Teasers & Deleted ScenesHoward University Hospital, Washington, D.C., January 2009
The next time Stephen Reyes opened his eyes, he expected to find himself alone, and he was. Alone in a hospital room with an enormous bouquet of yellow daffodils stuffed into a green glass vase, their cheeks pressed together so tightly the petals of their collars bent. He closed his eyes, unwilling to shake his head, but when he opened them again the flowers were still there.
"I wanted sunflowers," Delphine said from the door. "All kind of scraggly and textured, like oils, but you try to find sunflowers in January. You know, if I'd stuck with that sous-chef you stole me from, I could have saved a bundle in florist bills."
He was supposed to reply with something suave and witty, urbane. What would Indiana Jones say at a time like this? But Reyes's mouth hurt and his ribs hurt and everything else was a muddle of stiff and unhappy that he thought was probably pain, down there under whatever was dripping into his IV, and his concentration really wasn't so good at all.
"Daffodils are fine." Was that really his voice, smeared and whispery? He made a face. That hurt too. "They're beautiful."
She swayed into the room, all five-foot-eleven of her stacked up even taller on the two-inch heel of her plaid patent boots, her fat snaky gray-streaked dreads twisted back off her face with a gold headband. She filled up the doorway, broad-shouldered and full-hipped, in total possession of the room and herself. She bent over the bed and kissed him on the forehead, the side away from the bandages. "You look like shit. And I'm glad you're here for me to say that to. Just be thankful I didn't bring you a couple dozen beady-eyed stuffed animals to stare at you all night."
"Better than the nurses," he joked, which was unfair but funny. "Delphine, I'm sorry--"
She shrugged, so he dropped it. With one hand, she dragged over a big upholstered chair and settled down on the edge of it, her bright wool skirt falling into folds around her.
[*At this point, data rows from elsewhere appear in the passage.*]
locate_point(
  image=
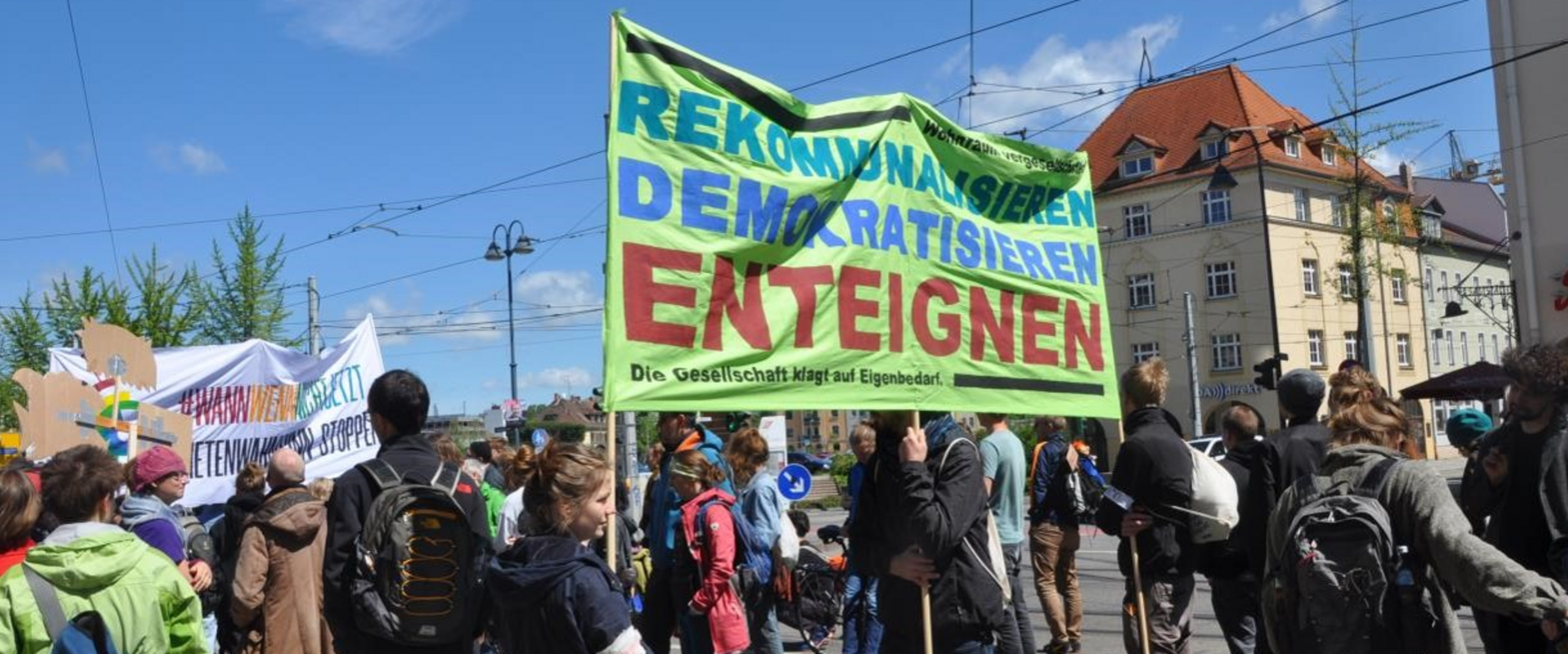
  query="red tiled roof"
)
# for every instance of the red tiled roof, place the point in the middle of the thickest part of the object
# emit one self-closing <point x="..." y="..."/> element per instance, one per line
<point x="1172" y="113"/>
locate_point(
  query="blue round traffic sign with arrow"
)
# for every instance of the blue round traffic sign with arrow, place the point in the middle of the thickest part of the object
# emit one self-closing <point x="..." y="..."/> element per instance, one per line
<point x="794" y="482"/>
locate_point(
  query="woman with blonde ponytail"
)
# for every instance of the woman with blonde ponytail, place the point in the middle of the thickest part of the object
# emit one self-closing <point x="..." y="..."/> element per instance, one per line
<point x="1368" y="428"/>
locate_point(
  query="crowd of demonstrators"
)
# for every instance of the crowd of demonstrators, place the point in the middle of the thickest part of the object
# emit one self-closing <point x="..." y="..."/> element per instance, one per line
<point x="763" y="507"/>
<point x="1228" y="565"/>
<point x="276" y="593"/>
<point x="399" y="405"/>
<point x="554" y="595"/>
<point x="1435" y="543"/>
<point x="1153" y="482"/>
<point x="1520" y="489"/>
<point x="712" y="620"/>
<point x="861" y="623"/>
<point x="1054" y="534"/>
<point x="1003" y="465"/>
<point x="921" y="518"/>
<point x="88" y="563"/>
<point x="667" y="595"/>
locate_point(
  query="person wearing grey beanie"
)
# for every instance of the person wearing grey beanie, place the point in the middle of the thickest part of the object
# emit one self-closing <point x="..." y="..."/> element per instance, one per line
<point x="1286" y="455"/>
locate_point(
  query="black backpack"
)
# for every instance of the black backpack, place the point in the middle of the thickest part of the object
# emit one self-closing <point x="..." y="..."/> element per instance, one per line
<point x="1340" y="576"/>
<point x="419" y="566"/>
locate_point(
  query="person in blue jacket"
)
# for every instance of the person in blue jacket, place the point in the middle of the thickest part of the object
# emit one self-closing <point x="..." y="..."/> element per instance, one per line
<point x="551" y="591"/>
<point x="678" y="432"/>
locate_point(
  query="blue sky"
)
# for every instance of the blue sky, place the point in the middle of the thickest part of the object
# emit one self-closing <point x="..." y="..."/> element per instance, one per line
<point x="290" y="105"/>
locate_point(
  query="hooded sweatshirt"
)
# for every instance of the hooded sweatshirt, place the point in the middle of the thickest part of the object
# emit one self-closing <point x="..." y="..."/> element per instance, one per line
<point x="278" y="576"/>
<point x="145" y="601"/>
<point x="554" y="595"/>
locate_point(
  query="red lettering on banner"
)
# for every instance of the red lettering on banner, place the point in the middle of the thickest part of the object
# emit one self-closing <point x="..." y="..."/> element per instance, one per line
<point x="1081" y="339"/>
<point x="852" y="308"/>
<point x="642" y="294"/>
<point x="1034" y="329"/>
<point x="804" y="283"/>
<point x="949" y="322"/>
<point x="984" y="325"/>
<point x="750" y="317"/>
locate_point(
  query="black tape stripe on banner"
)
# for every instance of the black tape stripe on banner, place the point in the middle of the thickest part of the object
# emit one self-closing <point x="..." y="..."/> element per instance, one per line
<point x="1006" y="383"/>
<point x="760" y="101"/>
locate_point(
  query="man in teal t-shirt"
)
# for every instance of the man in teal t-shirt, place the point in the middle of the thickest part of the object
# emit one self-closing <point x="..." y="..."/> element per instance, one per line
<point x="1003" y="455"/>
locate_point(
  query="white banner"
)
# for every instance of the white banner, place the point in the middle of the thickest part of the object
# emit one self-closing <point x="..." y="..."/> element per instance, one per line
<point x="253" y="399"/>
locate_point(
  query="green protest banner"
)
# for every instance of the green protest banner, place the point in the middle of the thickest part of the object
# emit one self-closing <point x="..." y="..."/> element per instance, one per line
<point x="766" y="253"/>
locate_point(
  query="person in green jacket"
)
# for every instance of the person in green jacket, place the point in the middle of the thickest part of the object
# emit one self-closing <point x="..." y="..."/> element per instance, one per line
<point x="494" y="498"/>
<point x="94" y="565"/>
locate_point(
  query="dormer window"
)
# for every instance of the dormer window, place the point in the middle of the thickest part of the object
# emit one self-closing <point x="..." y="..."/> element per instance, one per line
<point x="1216" y="150"/>
<point x="1137" y="167"/>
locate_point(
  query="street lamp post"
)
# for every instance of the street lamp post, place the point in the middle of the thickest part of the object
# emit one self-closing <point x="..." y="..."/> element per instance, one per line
<point x="522" y="245"/>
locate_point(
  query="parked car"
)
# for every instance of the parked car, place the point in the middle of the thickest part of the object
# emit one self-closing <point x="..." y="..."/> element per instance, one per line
<point x="1211" y="446"/>
<point x="811" y="462"/>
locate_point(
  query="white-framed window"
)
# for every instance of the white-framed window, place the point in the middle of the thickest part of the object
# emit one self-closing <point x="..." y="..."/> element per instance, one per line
<point x="1216" y="208"/>
<point x="1140" y="291"/>
<point x="1222" y="279"/>
<point x="1310" y="276"/>
<point x="1217" y="148"/>
<point x="1137" y="218"/>
<point x="1137" y="167"/>
<point x="1227" y="352"/>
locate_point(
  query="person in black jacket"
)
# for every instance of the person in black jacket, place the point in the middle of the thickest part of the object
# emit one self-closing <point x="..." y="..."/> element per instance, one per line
<point x="922" y="521"/>
<point x="1284" y="457"/>
<point x="399" y="406"/>
<point x="551" y="591"/>
<point x="1227" y="563"/>
<point x="1153" y="474"/>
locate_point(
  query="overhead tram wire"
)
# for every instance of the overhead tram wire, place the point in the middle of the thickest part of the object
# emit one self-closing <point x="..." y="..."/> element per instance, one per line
<point x="98" y="161"/>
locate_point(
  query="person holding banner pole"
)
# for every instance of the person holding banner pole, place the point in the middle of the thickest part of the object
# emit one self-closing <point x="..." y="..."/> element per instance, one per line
<point x="1156" y="554"/>
<point x="921" y="521"/>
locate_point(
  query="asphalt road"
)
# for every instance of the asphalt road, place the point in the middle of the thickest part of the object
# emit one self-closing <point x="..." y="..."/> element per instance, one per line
<point x="1101" y="585"/>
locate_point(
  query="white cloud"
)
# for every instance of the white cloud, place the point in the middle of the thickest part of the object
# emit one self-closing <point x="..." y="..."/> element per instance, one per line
<point x="1095" y="65"/>
<point x="575" y="378"/>
<point x="369" y="27"/>
<point x="189" y="156"/>
<point x="401" y="319"/>
<point x="1303" y="9"/>
<point x="46" y="159"/>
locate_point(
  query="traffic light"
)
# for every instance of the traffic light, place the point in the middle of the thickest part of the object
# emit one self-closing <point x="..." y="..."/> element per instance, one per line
<point x="1269" y="372"/>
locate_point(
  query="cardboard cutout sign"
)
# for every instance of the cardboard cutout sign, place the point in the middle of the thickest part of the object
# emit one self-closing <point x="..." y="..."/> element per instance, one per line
<point x="63" y="411"/>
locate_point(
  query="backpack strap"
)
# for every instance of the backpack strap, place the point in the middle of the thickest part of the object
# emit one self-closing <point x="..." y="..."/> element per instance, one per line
<point x="48" y="603"/>
<point x="382" y="474"/>
<point x="1371" y="485"/>
<point x="446" y="479"/>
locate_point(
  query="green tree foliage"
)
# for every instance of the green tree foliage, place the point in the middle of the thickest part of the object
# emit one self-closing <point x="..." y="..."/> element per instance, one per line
<point x="247" y="298"/>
Her earrings flashed when she lifted her head like a queen. He'd never seen her without lip gloss and eyeliner, and apparently nearly getting himself killed wasn't about to change the way she presented herself.
She leaned close enough that he could pick up the scent of her skin and cosmetics. "No apologies. You got hurt, it wasn't your fault. Hazard of my job, don't eat the vermilion paint. Hazard of yours, random sociopaths. Agent Todd made your excuses. You know he's kind of hot?"
"Ow," Reyes said. "You could have just asked me to introduce you." As reassurance, it worked: he couldn't be that bad off if she was yanking his chain.
She laughed like a female version of Santa Claus: big and round and belly-shaking. Another day, less disorientation, less pain, and the laugh would have sent a warm shiver up his neck. Now, he didn't have the energy to miss it. He'd met her in front of her easel, bent over an image of the Georgetown waterfront, boardwalk and condominiums and sunrise and a few streaky charcoal-black suggestions of early-morning pedestrians. One of those pedestrians was Reyes.
She'd been painting it when he walked up and introduced himself, curious about this voluptuous Amazon with a painter's smock tugged on over a sweeping skirt and blouse and a streak of cadmium yellow in her hair. Everything about Delphine was on an epic scale--the curves, the dreadlocks that fell halfway down her back, that laugh. He'd said something funny; she'd laughed. He'd asked for her phone number five minutes later.
"More fun to arrange to have you kidnapped." She slipped her fingers into his hand. She kept her fingernails long, but unpainted, and the beige curves scratched his palm. Her gold bangle bracelets rang softly when she turned her wrist. "I suppose I could have just carried you home in my pocket."
He'd swat her with the back of his hand, but it seemed like a lot of effort. "You can carry me out of the hospital if you like."
She shook her head. "Doctor says four more days. Agent Todd said two. He also said I should let you rest, so once you've admired your daffodils, I'm out of here. You just let me know when I'm driving you home."
He started to protest. He could summon a car. He wouldn't be any trouble to her--
Her eyebrows went up, revealing a threatening quantity of the buttery whites of her eyes, and Stephen Reyes shut his mouth. When he opened it again, he asked, "How was your show?"
She smiled, teeth showing behind the edge of her upper lip. "Still hanging," she said. "But there are bids on all three of the big pieces, and it looks like at least half of the others will go. Maybe two-thirds."
The smile quirked up at the corners, a sure sign she was withholding something. A stab of disappointment. "You sold the Potomac painting."
"Couldn't," she said. "Doesn't belong to me. The guy I gave it to is going to need a new sofa, though."
"Pardon?" If he were himself, Reyes thought he'd be keeping up--he usually did, though nonlinearity was another epic trait when it came to Delphine--but she'd lost him on a hard turn somewhere back around couldn't.
"Bozo." She squeezed his hand, which didn't hurt. "It doesn't match your living room."